Carving the Mountains
While the Atlantic Ocean was still in its infancy, the Appalachians were already being attacked by erosion. At the time they formed, the Appalachians were much higher than they are now, more like the present-day Rocky Mountains. For the last 100 million years, erosion has carved away the mountains, leaving only their cores standing in the ridges of today.
Four times during the past 2 to 3 million years, great sheets of ice advanced steadily southward from the polar region. The glaciers did not extend as far south as the Southern Appalachians, but the resulting change in climate did. Animals and plants migrated southward. Species more common to northern climates, such as the saw-whet owl, established themselves in the Southern Appalachians and persist to this day at high elevations. Hunters who were ancestors to the Cherokees also migrated to the east and south during the most recent ice age.

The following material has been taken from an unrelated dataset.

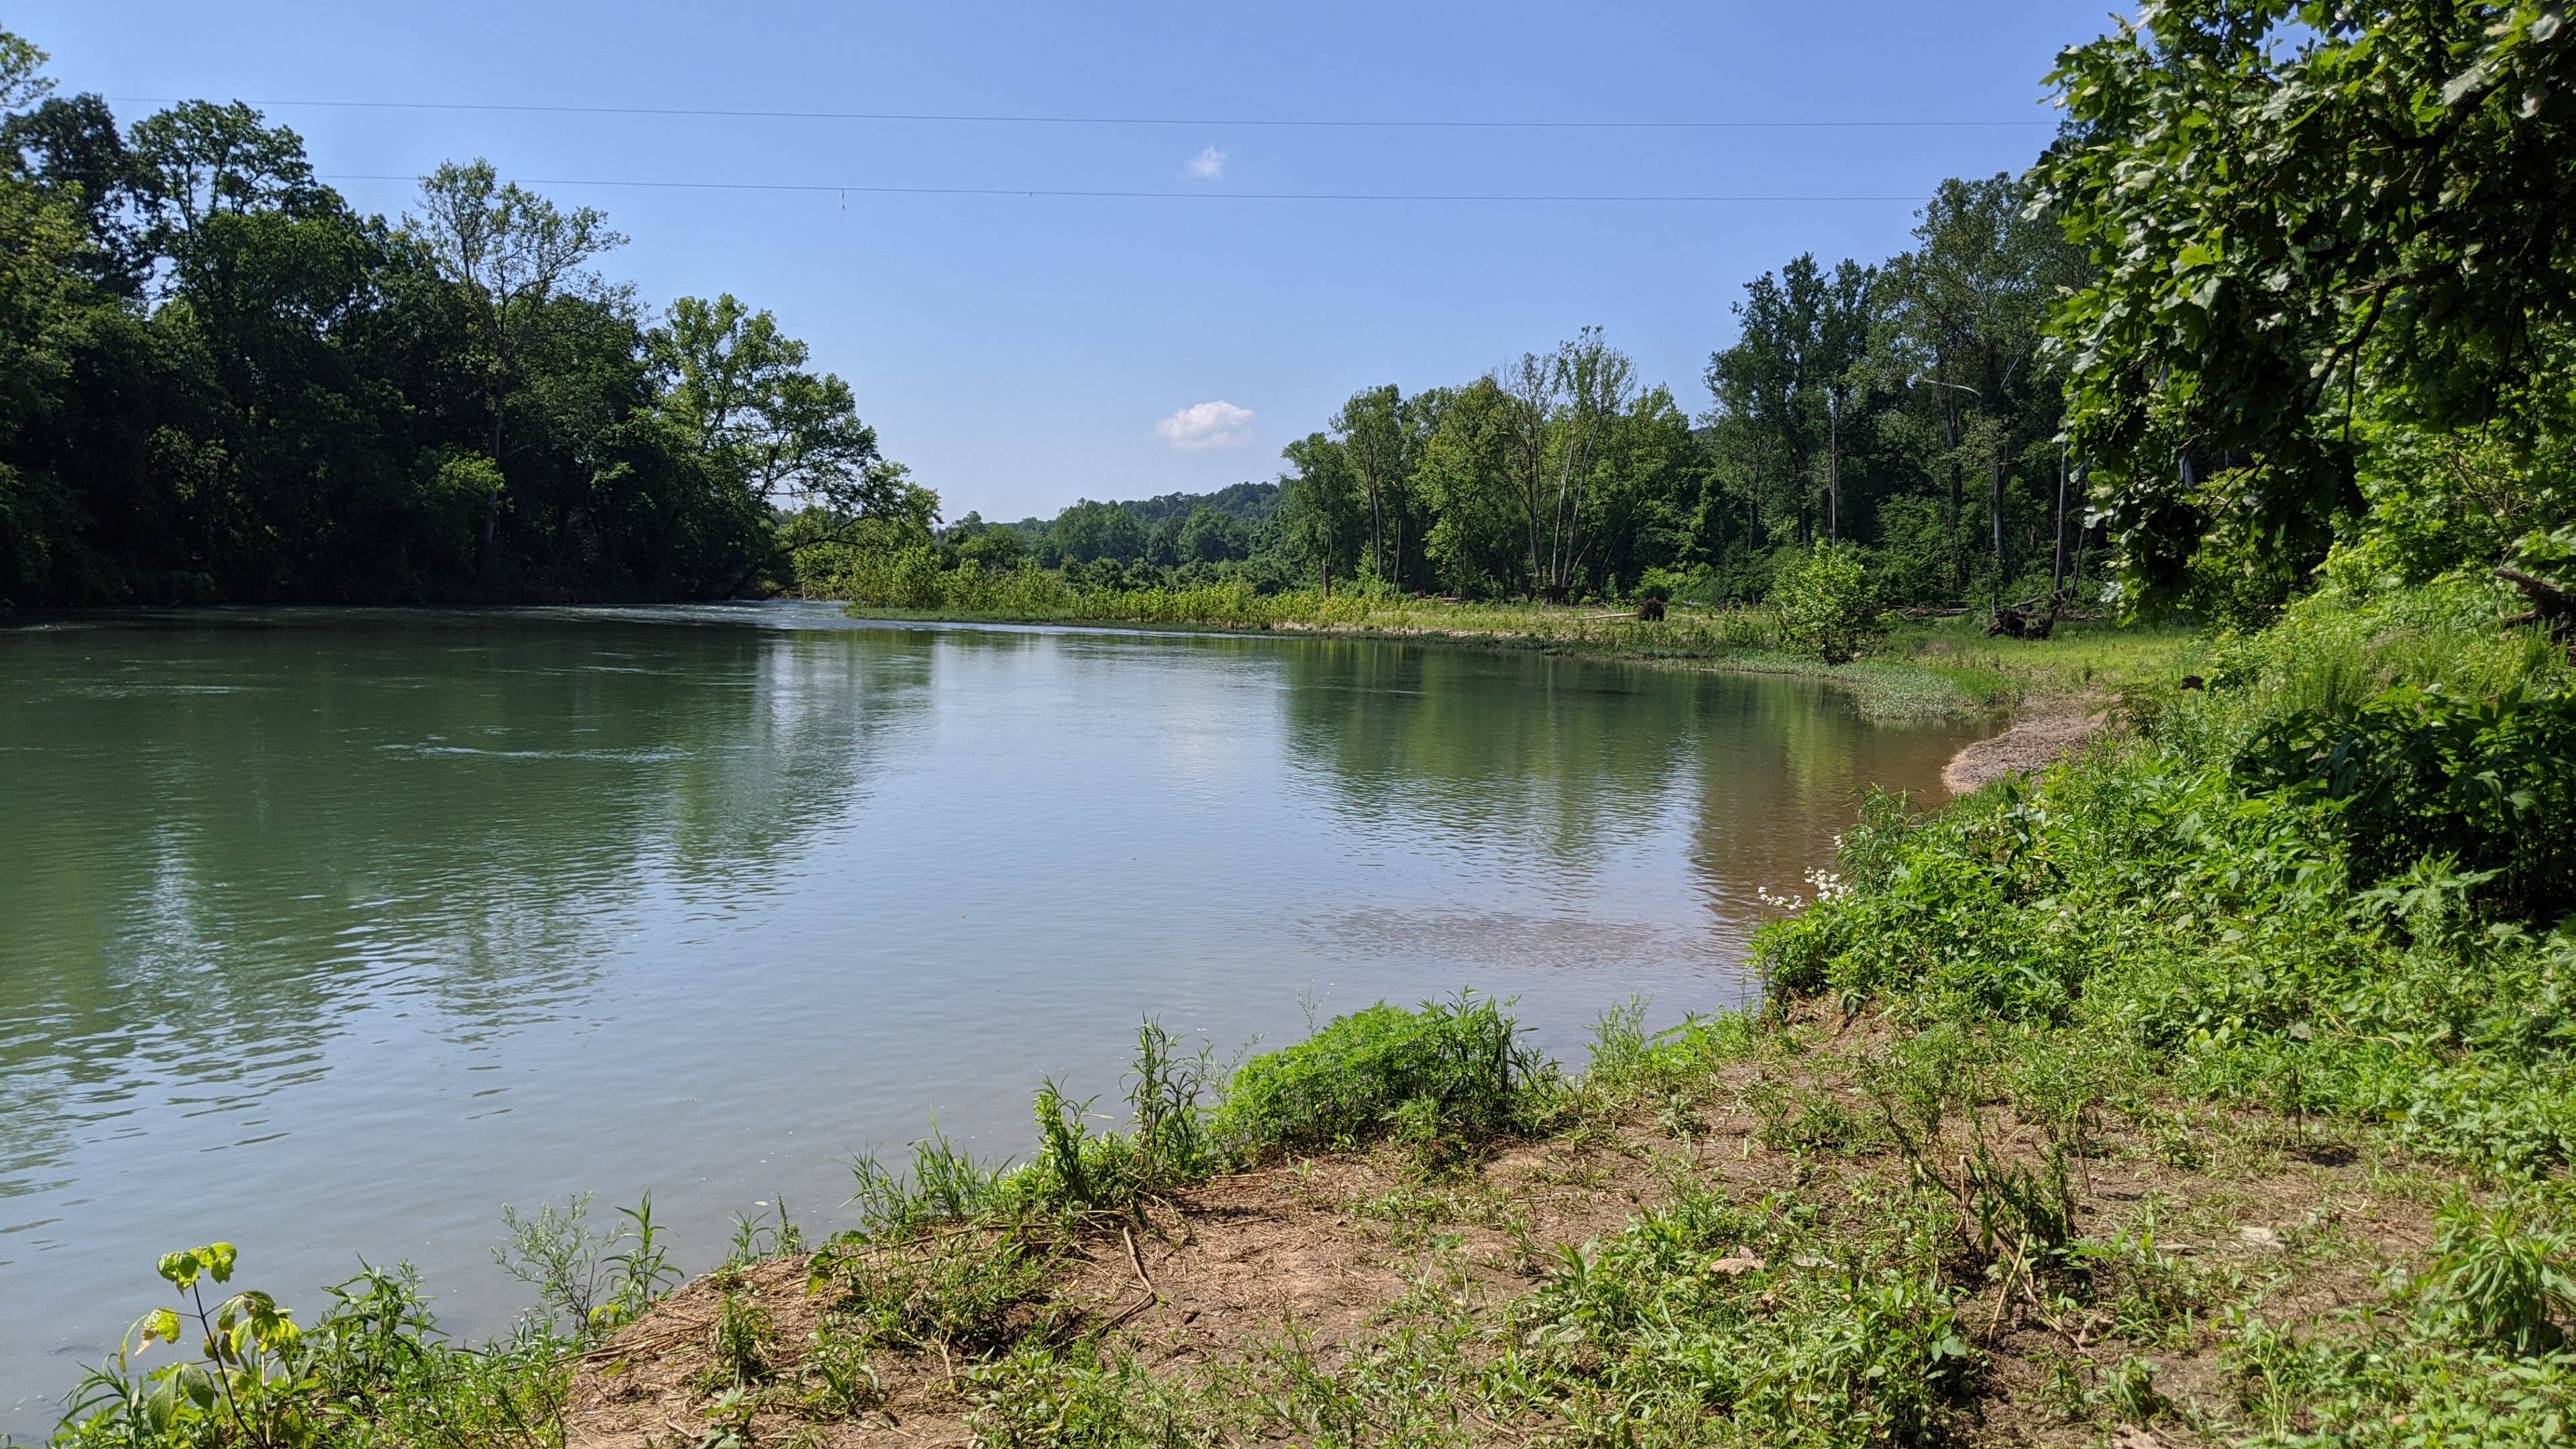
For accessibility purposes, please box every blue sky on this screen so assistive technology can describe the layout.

Effects of the ice ages also can be seen in the rocks. When water freezes in cracks or between rock layers, it gradually wedges the rocks apart. With repeated freezing and thawing in extremely cold climates, boulders accumulate on treeless slopes and at the bases of cliffs or ledges. In the Southern Appalachians, concentrations of boulders can be seen in the present-day forested mountainsides at many places. They are silent testimonies to the ice age.
Even though glaciers have retreated, the process of erosion continues. Mosses and lichens grow on rocks and begin the process of breaking them down. Plants grow in fractures, slowly widening them and enhancing the process of soil development. Rock layers slip along inclined surfaces, break off, and produce landslides. Wind and water continue the process of breaking down the rocks and returning them to the ocean. The sediments from the Southern Appalachians move toward the Atlantic Ocean and the Gulf of Mexico, where they are, once again, deposited on the ocean floor.
Whats next? The age old processes continue. Change is constant.